Exploring Spark MLlib: Part 1 – Setup and Ingest

This 4 part series will introduce Spark MLlib by walking through a basic example much like a chapter in Advanced Spark Analytics (phdata highly recommends). The goal is to cover a MLlib workflow end-to-end. The posts assume a basic understanding of Spark and the Scala programming language. As much as possible the code and examples are provided with comments to help with understanding the code.
First an introduction, as most people know, the ML in Spark’s MLlib stands for Machine Learning. The library strives to create a set of machine learning tools optimized for the Spark platform. It makes a field as deep and complex as machine learning approachable for mere mortals.
A common workflow for machine learning, reinforced in the book Advanced Spark Analytics, is to ingest, explore, transform, train, predict, evaluate, rinse and repeat. The same structure will guide the exploration and content of the posts.

Environment Setup

In this example, the data is a snapshot of real home listings that were for sale in the south metro of the Twin Cities.

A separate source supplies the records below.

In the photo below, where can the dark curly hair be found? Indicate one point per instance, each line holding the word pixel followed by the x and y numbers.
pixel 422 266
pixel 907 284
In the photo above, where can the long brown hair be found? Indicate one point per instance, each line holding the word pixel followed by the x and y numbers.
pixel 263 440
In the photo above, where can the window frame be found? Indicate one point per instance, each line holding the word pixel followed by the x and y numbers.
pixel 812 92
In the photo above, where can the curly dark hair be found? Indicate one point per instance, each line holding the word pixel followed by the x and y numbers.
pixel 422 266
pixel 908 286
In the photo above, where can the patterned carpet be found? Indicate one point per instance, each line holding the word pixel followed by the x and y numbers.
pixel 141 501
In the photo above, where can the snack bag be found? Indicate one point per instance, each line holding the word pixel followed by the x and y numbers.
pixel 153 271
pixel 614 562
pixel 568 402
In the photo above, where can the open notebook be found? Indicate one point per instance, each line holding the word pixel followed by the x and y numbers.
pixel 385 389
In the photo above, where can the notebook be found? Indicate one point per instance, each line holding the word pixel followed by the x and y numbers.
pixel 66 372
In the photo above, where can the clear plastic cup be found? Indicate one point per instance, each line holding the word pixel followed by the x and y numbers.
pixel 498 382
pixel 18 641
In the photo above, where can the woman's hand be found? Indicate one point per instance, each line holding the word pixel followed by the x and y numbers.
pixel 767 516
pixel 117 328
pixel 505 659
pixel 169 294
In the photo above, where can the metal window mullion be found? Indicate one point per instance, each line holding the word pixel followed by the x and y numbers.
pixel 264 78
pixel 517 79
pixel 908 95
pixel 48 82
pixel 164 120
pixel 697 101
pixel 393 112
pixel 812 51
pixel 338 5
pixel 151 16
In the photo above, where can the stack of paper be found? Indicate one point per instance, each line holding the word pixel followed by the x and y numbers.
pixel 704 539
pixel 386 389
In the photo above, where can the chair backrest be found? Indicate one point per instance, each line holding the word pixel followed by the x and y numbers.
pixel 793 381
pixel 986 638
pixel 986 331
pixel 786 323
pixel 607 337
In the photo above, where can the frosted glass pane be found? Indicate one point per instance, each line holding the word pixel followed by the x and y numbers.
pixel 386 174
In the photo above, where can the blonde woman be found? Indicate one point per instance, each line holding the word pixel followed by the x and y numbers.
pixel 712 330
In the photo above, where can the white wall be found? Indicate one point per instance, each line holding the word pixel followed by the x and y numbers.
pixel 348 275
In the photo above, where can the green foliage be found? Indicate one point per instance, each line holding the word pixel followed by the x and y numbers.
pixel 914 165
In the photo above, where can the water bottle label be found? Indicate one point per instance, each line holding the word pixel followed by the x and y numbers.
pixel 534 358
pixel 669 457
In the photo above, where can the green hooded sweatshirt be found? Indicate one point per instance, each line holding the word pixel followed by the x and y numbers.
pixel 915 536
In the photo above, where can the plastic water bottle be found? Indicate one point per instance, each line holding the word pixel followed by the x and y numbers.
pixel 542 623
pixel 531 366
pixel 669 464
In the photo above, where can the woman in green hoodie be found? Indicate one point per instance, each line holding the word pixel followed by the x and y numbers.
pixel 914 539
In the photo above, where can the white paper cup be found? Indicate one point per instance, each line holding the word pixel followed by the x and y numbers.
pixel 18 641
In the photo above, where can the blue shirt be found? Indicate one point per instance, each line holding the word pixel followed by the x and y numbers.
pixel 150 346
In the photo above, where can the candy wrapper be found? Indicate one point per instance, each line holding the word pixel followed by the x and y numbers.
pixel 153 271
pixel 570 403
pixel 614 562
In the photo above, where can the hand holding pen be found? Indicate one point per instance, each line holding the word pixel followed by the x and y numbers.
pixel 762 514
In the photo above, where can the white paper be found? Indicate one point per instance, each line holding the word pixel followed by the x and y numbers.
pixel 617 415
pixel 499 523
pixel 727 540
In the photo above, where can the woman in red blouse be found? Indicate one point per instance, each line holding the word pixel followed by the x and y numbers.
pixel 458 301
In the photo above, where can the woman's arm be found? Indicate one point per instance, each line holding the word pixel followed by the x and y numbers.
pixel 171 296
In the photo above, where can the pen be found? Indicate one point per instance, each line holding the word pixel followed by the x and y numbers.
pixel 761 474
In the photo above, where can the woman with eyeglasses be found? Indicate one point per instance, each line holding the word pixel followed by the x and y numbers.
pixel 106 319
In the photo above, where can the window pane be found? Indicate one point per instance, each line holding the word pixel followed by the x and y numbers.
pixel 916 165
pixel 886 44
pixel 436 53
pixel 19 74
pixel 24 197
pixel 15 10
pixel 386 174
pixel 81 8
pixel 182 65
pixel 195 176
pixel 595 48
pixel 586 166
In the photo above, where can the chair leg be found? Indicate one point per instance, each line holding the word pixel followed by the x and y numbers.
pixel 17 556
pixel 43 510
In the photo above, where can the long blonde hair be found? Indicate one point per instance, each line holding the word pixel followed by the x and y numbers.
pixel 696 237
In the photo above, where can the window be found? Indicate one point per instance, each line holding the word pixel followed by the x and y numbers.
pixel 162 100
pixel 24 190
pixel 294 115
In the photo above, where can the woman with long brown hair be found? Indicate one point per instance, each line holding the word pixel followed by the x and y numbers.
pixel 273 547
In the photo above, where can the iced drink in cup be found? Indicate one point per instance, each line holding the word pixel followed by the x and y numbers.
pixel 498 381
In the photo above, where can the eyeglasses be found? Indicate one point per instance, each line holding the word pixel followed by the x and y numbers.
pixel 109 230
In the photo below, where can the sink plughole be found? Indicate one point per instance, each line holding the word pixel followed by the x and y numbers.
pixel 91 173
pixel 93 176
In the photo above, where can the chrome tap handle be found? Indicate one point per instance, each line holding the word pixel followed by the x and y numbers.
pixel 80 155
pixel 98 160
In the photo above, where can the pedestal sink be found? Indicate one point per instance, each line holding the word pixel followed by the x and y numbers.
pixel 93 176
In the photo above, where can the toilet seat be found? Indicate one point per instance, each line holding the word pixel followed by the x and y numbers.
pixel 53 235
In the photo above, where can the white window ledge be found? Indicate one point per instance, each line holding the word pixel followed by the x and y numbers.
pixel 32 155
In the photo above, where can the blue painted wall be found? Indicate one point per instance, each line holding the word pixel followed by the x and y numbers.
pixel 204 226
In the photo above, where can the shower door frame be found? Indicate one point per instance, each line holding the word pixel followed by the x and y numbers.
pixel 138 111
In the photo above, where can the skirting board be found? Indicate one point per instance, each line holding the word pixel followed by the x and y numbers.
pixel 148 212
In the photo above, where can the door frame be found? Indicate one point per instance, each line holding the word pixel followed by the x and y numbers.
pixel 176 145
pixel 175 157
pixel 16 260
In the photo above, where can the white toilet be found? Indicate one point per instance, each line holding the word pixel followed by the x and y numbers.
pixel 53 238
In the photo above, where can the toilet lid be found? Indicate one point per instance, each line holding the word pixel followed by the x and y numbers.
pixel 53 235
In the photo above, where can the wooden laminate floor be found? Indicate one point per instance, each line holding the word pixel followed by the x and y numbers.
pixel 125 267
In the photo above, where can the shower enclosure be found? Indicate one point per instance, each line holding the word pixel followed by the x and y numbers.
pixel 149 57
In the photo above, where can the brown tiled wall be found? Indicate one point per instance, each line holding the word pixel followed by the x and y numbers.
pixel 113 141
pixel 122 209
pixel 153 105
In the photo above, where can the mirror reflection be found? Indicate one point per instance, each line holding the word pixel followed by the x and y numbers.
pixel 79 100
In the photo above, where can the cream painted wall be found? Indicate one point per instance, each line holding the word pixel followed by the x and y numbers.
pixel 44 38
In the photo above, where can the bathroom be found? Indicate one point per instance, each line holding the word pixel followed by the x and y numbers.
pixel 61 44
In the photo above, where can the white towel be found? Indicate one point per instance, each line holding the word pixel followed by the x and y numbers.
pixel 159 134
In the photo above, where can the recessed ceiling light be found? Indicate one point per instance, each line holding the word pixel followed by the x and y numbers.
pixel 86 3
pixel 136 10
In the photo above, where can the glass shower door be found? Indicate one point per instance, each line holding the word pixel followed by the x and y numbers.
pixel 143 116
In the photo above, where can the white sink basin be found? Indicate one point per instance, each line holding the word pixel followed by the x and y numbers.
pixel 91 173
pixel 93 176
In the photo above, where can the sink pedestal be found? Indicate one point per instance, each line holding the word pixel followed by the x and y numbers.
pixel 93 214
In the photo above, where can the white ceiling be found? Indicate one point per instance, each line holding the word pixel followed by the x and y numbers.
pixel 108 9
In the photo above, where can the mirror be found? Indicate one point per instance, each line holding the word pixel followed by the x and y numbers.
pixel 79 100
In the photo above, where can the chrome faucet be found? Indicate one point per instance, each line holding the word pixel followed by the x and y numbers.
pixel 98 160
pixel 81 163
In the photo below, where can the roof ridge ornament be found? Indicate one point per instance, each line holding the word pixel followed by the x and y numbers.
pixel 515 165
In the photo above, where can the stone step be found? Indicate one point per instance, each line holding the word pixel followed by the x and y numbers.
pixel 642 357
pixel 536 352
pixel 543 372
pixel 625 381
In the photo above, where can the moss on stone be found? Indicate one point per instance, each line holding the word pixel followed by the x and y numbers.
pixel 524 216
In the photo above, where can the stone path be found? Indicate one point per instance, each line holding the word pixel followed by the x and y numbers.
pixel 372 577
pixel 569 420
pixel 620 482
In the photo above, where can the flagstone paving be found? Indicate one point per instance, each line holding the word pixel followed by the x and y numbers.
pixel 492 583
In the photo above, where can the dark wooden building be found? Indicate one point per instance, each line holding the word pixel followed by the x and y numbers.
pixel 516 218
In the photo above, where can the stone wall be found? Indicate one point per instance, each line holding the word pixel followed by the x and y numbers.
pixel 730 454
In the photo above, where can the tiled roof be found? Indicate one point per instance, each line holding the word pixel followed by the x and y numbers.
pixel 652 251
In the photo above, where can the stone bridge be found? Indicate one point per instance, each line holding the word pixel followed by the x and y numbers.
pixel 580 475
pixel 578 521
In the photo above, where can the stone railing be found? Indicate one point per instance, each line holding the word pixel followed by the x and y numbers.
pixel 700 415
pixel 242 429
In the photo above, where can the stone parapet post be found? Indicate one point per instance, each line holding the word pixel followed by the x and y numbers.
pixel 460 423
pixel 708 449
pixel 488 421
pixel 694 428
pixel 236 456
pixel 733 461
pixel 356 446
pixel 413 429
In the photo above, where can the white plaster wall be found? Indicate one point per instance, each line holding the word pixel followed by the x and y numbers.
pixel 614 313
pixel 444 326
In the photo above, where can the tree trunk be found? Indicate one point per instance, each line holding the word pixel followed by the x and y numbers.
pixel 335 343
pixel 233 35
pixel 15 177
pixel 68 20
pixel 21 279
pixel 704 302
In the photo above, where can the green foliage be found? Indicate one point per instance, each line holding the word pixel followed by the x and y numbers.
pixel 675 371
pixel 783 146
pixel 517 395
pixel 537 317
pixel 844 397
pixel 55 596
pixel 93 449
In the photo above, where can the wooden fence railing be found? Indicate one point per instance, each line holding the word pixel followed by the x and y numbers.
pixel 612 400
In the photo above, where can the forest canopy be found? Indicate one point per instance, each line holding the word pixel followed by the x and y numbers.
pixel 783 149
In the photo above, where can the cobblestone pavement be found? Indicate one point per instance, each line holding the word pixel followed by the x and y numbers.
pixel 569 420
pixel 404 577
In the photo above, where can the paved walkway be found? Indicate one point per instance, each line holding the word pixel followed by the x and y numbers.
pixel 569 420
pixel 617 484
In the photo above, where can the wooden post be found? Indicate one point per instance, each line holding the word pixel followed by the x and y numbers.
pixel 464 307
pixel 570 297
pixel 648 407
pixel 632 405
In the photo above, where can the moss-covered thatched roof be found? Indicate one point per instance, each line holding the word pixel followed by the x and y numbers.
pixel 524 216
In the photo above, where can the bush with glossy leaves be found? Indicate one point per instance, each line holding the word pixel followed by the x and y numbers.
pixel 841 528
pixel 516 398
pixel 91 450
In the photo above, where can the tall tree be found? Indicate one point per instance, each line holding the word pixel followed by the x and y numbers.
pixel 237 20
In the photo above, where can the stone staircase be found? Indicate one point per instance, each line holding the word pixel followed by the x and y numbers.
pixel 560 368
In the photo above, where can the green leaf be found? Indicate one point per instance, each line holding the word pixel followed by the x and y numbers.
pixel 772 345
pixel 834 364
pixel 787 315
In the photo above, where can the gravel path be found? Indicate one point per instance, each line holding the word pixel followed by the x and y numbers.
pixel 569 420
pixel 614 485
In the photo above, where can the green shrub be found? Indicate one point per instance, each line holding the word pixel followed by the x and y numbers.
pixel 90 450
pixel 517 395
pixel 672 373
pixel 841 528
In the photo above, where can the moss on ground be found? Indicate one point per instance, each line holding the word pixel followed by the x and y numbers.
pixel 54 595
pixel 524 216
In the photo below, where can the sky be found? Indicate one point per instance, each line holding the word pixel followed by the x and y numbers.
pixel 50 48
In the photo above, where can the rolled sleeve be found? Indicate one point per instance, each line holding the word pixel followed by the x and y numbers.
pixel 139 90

The goal ultimately is to use the data to train a basic MLlib algorithm to predict the price of a new potential listing in the area. The code and data for the example are hosted here on github. We’ll clone the repository on to the latest version of the HDP sandbox VM.
First we need to get the HDP 2.2 sandbox and the technical preview of Spark on the platform. Be sure walk through both links below in preparation.

Ingesting the data

For the purposes of this post, we’ll assume data was obtained from a 3rd party ingestion service and that we would get a new set of listings at a set interval, possibly daily.
Here we clone the repo

[root@sandbox ~]# git clone https://github.com/phdata/exploring-mllib-post
[root@sandbox ~]# cd exploring-mllib-post

And copy the data to HDFS

[root@sandbox exploring-mllib-post]# hdfs dfs -copyFromLocal homeprice.data /user/root/

Now we are set to explore using spark-shell which we will cover in the next post.
This post provided a quick introduction to MLlib and the foundation for future posts. We were able to get the sandbox VM setup with the necessary libraries. We pulled the code and ingested the data into HDFS.